$30
1. (30 pts) Assume the $D cache is initially filled with word address 0, 1, 2, …15
memory data (referenced by the datapath in that order). Below is the next sequence
of data memory address references given as word addresses.
1, 20, 2, 3, 4, 18, 5, 19, 33, 34, 1, 4
a) Assuming a direct-mapped $D cache with one-word blocks and a total size of
16 blocks, list if each reference is a hit or a miss. Show the state of the $D cache
after the last reference. What is the hit rate for this reference string?

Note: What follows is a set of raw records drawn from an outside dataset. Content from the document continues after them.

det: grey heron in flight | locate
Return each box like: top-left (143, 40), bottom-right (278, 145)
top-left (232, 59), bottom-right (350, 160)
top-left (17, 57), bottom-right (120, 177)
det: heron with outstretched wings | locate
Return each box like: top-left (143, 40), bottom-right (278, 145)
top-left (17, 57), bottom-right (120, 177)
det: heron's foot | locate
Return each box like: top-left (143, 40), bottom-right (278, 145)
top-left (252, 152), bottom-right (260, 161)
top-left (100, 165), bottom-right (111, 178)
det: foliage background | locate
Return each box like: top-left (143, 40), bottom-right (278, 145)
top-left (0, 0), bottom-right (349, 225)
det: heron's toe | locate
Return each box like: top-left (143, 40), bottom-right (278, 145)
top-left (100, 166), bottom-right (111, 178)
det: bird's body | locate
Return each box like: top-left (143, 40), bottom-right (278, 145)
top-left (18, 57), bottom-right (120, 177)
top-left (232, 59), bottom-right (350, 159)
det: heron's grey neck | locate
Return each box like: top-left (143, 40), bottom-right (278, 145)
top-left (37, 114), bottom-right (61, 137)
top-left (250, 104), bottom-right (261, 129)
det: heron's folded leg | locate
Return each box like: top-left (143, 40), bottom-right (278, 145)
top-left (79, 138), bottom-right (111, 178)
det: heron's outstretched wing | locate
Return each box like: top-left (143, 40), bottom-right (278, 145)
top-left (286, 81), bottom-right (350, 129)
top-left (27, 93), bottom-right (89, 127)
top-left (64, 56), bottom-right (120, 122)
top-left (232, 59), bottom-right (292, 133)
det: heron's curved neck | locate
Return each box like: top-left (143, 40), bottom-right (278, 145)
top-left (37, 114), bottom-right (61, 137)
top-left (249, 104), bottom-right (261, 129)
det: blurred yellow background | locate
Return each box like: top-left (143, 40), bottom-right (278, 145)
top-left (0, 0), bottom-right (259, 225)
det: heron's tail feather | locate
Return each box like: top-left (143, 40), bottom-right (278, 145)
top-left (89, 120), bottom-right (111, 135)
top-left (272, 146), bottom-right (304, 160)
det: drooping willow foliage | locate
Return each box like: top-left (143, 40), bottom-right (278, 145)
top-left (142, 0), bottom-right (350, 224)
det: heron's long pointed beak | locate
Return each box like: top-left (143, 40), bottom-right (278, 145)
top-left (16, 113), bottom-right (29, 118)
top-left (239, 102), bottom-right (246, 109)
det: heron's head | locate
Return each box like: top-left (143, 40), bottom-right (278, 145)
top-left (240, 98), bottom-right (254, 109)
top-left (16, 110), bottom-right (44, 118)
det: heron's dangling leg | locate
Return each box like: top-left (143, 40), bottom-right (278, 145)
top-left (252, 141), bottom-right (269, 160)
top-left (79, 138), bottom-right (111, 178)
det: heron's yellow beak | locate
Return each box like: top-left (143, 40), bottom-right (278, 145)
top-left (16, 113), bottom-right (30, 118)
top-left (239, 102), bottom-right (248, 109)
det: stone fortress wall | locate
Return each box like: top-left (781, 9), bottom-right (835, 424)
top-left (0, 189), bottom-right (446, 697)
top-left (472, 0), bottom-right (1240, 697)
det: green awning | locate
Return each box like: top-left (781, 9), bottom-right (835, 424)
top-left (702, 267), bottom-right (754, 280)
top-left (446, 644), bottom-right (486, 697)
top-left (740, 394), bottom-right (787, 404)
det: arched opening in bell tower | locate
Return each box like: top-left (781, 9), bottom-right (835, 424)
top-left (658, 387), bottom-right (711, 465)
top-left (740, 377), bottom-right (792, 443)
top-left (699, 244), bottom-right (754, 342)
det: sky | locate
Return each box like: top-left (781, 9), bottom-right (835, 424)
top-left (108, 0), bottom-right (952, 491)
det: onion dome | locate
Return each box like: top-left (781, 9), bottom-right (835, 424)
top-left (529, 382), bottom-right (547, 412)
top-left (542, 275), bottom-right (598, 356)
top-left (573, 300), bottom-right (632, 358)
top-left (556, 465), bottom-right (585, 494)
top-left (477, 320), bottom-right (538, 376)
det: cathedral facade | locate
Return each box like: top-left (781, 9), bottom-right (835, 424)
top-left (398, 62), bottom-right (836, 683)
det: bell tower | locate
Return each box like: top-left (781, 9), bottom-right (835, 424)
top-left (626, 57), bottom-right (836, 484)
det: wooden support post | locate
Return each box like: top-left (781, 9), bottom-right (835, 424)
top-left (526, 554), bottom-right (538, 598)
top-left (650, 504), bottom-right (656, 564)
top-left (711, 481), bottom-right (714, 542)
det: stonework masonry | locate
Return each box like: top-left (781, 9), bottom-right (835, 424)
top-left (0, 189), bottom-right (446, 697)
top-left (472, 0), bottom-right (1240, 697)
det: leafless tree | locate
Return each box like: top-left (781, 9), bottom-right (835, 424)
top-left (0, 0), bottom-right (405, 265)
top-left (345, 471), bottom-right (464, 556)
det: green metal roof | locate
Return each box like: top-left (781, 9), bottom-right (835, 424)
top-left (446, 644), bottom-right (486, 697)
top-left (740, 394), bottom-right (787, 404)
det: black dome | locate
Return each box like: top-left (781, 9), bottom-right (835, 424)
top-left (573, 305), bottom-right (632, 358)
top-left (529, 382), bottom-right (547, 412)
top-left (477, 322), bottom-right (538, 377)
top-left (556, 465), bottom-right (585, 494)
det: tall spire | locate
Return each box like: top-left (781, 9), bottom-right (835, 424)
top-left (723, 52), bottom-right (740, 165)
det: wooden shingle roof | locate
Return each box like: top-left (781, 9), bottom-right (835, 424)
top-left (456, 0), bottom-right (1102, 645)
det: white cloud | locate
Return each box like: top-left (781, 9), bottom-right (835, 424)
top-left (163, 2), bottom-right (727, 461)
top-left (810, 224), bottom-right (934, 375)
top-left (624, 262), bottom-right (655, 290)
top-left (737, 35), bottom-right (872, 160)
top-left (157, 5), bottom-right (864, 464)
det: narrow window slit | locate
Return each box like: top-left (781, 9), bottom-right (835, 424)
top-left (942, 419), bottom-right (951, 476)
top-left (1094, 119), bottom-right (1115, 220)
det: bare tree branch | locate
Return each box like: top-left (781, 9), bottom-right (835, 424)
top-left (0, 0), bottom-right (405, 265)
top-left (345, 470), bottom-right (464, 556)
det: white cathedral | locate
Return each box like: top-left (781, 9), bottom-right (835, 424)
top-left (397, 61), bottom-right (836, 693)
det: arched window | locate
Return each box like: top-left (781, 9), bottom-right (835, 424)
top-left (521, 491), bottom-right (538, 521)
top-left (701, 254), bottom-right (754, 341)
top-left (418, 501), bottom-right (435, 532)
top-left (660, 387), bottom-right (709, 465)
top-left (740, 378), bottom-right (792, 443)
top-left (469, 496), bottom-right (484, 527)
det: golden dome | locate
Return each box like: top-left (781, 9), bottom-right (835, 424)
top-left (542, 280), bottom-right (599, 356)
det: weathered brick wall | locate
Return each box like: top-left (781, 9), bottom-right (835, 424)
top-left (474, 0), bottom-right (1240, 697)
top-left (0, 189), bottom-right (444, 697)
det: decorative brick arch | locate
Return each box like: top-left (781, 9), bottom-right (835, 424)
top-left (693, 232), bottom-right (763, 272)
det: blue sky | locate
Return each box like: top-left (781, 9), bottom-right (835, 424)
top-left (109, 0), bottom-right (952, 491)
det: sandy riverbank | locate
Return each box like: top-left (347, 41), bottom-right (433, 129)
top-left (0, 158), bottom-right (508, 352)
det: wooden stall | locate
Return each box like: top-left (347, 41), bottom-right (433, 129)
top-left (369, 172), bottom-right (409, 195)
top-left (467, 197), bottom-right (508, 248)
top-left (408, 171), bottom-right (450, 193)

b) Now, assuming a direct-mapped $D cache with two-word blocks and a total size
of 8 blocks, list if each reference is a hit or a miss. Show the state of the $D cache
after the last reference. What is the hit rate for this reference string?
c) Now, assuming a set-associative $D cache with two ways, two-word blocks and
a total size of 8 blocks, list if each reference is a hit or a miss (assume LRU
replacement). Show the state of the $D cache after the last reference. What is the
hit rate for this reference string?
2. (40 pts) For the following questions, the $I cache has a hit rate of 90%, a hit
latency of 1 cycle, and a miss penalty of 100 cycles (the miss penalty includes
both time to get the information from the main memory and the $I cache miss
penalty together). The $D cache has a hit rate of 85%, a 2 cycle hit latency, a miss
penalty of 120 cycles (the miss penalty includes both time to get the information
from the main memory and the $D cache miss penalty together), and memory
accesses (lw and sw) that are 30% of the instruction mix.
a) What is the AMAT for data? Note: The cache must be accessed after memory
returns the data.
b) Calculate the CPI taking into account stalls due to $D cache and $I cache misses
broken down into additional CPI due to $I cache stalls, additional CPI due to $D
cache stalls, and overall CPI. The base CPI using a “perfect” memory system is
1.0. Assume everything else is working perfectly - loads never stall a dependent
instruction. Also assume the processor waits for stores to finish when they miss in
the $D cache, and that $I cache misses and $D cache misses never occur at the
same time.
c) What is the AMAT for data if you were to add a 1MB L2 cache with a 95% miss
rate and a 10 cycle hit latency?
3. (30 pts) Consider the code sequence below executed in a 5-stage pipelining outof-order machine. Assume we have full data forwarding (only load-use hazard
will introduce one nop). Also assume load instruction takes three cycles to get the
data from memory. Show the detailed entries of IQ (reservation station), LSQ and
ROB for each clock cycle. You are allowed to make reasonable assumptions if you
think necessary. Please specify your assumptions clearly.
lw $t0, 100($s0)
add $t1, $t0, $t2
sub $t5, $t5, $t2
sub $t3, $t1, 200